Considering that the $400 upper transaction limit did not exist when I wrote this, my conclusion is even more valid today.
The Takeaway
Now, I should note that my pricing considerations apply solely to the pricing model that is stated on Square’s website. What do I mean? Well, the thing is that no big merchant will ever accept either of Square’s pricing models. And no, Starbucks did not accept it either when the two companies announced their partnership in August of last year. Jack Dorsey did hint that Starbucks was getting a special treatment, although he did not elaborate. And anyway, how would Starbucks justify to its shareholders a decision to switch to Square’s higher processing fees? It could try to go with the “Square is so cool” line, but something tells me that it is not going to fly.
So Square is now big enough to be able to give the big retailers what they want, at a price they can tolerate, and is nifty enough to win over smaller businesses, even as it charges a bit more than they would otherwise might pay.

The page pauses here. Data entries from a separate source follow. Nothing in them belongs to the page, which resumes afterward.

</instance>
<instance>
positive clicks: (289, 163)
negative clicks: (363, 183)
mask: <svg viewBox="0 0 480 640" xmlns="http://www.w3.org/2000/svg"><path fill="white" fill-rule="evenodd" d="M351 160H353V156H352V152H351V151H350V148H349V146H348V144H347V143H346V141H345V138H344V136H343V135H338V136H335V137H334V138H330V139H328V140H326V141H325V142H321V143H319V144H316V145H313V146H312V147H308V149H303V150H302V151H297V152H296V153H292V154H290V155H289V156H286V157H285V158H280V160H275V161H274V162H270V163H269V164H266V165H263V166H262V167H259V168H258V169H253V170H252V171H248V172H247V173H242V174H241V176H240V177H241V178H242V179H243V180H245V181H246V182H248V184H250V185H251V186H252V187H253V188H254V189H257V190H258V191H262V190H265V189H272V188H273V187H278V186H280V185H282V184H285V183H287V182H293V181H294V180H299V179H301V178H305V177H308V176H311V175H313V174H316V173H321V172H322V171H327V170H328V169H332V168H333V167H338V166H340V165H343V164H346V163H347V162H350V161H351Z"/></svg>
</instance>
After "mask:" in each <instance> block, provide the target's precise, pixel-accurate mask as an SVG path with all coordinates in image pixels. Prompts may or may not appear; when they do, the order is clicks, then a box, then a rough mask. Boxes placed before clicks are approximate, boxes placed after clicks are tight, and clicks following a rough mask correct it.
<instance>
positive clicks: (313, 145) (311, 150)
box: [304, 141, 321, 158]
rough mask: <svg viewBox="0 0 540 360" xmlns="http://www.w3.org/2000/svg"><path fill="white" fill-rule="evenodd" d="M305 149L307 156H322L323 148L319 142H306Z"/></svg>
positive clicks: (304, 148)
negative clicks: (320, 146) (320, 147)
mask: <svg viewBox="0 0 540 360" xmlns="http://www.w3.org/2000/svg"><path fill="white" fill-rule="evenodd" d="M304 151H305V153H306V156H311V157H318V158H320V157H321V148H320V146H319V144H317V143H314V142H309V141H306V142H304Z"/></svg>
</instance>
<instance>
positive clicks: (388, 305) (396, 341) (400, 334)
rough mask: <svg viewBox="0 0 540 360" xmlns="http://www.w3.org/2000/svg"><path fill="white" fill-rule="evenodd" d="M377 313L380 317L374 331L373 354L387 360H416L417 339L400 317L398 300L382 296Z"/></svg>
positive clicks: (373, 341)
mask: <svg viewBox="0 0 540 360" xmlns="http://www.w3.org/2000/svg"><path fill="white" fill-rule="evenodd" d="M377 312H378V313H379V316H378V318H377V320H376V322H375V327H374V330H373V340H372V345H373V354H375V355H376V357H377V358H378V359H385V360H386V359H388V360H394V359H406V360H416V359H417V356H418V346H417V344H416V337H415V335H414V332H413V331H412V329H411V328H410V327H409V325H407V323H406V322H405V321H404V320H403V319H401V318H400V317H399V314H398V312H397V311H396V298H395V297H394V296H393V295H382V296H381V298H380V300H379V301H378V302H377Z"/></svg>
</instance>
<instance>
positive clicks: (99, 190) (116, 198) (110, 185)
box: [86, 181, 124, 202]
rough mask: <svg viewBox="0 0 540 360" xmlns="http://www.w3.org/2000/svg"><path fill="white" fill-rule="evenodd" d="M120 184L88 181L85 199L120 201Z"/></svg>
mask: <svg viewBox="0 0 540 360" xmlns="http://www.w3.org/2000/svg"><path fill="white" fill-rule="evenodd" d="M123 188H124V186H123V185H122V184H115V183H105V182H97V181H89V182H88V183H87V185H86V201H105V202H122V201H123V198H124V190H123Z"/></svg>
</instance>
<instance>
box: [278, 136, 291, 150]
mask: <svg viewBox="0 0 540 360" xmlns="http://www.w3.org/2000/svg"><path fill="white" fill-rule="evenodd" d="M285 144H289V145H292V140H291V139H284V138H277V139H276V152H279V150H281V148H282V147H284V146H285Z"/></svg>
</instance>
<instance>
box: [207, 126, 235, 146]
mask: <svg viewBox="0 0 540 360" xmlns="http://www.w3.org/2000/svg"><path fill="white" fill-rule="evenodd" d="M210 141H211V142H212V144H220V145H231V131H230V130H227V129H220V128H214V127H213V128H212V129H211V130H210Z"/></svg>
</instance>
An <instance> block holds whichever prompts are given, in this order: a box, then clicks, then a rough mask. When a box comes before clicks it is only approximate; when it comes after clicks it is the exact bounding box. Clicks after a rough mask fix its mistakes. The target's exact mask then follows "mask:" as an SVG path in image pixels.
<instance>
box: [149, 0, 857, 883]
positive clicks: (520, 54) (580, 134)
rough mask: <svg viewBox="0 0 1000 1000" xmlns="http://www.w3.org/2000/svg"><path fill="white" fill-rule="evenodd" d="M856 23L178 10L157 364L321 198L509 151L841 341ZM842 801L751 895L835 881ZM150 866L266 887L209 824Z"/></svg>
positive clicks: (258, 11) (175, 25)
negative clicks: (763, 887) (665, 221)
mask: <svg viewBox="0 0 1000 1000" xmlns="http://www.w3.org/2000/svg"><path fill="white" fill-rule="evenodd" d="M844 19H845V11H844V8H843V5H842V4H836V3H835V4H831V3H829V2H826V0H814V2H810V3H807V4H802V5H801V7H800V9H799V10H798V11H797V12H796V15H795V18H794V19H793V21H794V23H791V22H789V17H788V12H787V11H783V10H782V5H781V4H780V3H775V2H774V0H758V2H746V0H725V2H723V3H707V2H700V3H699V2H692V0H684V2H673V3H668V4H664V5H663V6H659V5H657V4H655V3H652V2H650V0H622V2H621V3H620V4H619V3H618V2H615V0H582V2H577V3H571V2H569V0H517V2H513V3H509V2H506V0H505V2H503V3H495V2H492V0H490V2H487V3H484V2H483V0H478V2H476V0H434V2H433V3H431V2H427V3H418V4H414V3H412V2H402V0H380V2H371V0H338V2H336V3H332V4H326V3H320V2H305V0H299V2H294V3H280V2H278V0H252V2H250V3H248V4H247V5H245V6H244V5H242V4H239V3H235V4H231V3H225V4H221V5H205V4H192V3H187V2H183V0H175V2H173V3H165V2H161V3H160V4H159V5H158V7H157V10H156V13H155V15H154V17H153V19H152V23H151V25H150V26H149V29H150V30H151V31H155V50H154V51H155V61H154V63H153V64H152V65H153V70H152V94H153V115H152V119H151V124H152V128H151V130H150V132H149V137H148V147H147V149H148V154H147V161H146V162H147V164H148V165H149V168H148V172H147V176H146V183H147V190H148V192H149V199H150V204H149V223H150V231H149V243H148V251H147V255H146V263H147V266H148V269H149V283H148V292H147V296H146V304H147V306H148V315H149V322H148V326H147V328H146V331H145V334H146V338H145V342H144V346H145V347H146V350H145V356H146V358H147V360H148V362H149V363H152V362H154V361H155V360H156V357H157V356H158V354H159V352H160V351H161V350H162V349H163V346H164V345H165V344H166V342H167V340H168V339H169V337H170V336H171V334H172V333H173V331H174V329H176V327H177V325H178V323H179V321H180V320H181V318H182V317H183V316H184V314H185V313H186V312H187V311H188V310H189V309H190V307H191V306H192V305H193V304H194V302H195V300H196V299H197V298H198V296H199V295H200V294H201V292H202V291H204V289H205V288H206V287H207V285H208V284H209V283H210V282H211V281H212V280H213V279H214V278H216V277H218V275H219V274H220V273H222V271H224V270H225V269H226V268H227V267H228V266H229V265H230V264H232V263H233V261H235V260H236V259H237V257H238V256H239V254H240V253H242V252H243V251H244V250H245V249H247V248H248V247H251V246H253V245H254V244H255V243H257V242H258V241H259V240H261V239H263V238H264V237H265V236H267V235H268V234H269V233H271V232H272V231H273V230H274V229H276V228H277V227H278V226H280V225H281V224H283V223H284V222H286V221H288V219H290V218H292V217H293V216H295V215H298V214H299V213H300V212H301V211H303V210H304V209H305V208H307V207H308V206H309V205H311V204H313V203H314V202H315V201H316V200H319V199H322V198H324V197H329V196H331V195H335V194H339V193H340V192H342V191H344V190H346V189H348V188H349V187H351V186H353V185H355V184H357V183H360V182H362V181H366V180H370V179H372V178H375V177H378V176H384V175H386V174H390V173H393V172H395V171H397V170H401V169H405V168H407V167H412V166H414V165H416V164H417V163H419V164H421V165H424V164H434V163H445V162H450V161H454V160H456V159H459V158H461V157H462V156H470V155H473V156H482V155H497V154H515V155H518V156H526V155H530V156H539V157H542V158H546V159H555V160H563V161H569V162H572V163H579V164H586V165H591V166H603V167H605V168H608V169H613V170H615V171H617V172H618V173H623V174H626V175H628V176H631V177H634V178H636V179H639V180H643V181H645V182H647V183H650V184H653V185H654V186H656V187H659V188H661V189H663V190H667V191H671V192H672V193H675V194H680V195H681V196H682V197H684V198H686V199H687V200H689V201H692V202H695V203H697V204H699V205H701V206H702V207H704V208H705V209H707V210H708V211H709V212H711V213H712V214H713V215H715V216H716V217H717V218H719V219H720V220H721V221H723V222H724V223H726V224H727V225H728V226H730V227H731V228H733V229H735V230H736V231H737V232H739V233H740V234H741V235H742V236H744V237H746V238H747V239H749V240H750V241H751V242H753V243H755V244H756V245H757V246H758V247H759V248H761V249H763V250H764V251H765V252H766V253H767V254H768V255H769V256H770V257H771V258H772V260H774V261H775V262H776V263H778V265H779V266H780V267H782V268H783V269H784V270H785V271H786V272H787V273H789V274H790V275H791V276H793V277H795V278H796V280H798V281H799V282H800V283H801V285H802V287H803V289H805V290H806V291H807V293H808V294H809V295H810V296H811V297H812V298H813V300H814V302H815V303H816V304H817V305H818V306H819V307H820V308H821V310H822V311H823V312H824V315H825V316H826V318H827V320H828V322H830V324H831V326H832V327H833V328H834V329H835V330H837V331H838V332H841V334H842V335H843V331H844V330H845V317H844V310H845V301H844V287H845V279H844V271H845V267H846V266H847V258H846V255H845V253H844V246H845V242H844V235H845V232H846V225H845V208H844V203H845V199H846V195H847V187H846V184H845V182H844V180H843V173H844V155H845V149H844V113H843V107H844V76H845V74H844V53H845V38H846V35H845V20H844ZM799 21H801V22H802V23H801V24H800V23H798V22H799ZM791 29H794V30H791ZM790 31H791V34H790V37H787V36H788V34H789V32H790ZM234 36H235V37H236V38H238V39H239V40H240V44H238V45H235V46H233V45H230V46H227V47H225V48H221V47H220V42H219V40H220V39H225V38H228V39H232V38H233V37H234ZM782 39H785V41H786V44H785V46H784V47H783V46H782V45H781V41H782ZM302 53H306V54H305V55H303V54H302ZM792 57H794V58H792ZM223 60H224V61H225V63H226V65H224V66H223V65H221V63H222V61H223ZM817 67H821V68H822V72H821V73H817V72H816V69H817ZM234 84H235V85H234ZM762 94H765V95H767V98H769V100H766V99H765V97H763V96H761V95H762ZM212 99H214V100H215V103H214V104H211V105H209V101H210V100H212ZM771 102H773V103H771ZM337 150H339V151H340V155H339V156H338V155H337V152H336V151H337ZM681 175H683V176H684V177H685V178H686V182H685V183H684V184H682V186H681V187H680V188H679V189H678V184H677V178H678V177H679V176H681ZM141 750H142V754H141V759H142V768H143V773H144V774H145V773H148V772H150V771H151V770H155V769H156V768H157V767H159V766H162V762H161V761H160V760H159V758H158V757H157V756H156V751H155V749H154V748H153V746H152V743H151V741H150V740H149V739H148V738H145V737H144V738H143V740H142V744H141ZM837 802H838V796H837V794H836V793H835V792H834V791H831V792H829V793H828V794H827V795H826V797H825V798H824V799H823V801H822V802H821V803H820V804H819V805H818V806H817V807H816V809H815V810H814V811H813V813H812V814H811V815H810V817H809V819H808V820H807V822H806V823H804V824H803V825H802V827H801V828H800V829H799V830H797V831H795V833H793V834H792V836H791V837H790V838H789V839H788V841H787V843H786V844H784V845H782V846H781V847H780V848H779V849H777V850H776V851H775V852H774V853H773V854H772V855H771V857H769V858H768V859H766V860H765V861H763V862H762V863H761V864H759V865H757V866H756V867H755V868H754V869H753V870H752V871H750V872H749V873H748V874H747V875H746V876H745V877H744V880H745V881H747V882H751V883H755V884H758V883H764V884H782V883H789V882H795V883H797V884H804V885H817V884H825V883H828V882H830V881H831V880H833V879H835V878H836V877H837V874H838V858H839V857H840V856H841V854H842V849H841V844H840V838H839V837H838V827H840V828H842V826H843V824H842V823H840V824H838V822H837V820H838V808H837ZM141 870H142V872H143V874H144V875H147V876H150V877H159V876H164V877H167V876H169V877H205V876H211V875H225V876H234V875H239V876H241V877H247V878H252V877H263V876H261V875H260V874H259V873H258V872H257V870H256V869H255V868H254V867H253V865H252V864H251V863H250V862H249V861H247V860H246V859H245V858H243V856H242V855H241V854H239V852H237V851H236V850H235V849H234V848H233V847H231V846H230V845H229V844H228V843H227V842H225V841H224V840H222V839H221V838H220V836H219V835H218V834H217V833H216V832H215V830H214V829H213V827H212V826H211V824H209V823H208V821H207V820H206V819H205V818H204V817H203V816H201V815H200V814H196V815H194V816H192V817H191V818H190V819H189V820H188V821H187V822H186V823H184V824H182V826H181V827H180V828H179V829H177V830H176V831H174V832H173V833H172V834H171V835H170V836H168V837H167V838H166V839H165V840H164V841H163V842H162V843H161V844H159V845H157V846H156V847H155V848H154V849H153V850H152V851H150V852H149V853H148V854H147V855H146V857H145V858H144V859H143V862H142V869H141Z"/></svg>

A job nicely done.
Image credit: Squareup.com.
Until Square finds a way to handle customer service questions and complaints without the hassle of sending a email and waiting for a answer… most major merchants will shy away.
I don’t see where you factor in monthly bank fees when you declare Square is expensive. Wireless bank fees can run $100/month before u ever swipe, key, etc any transactions. AND you have to buy or lease a very expensive “CC machine”.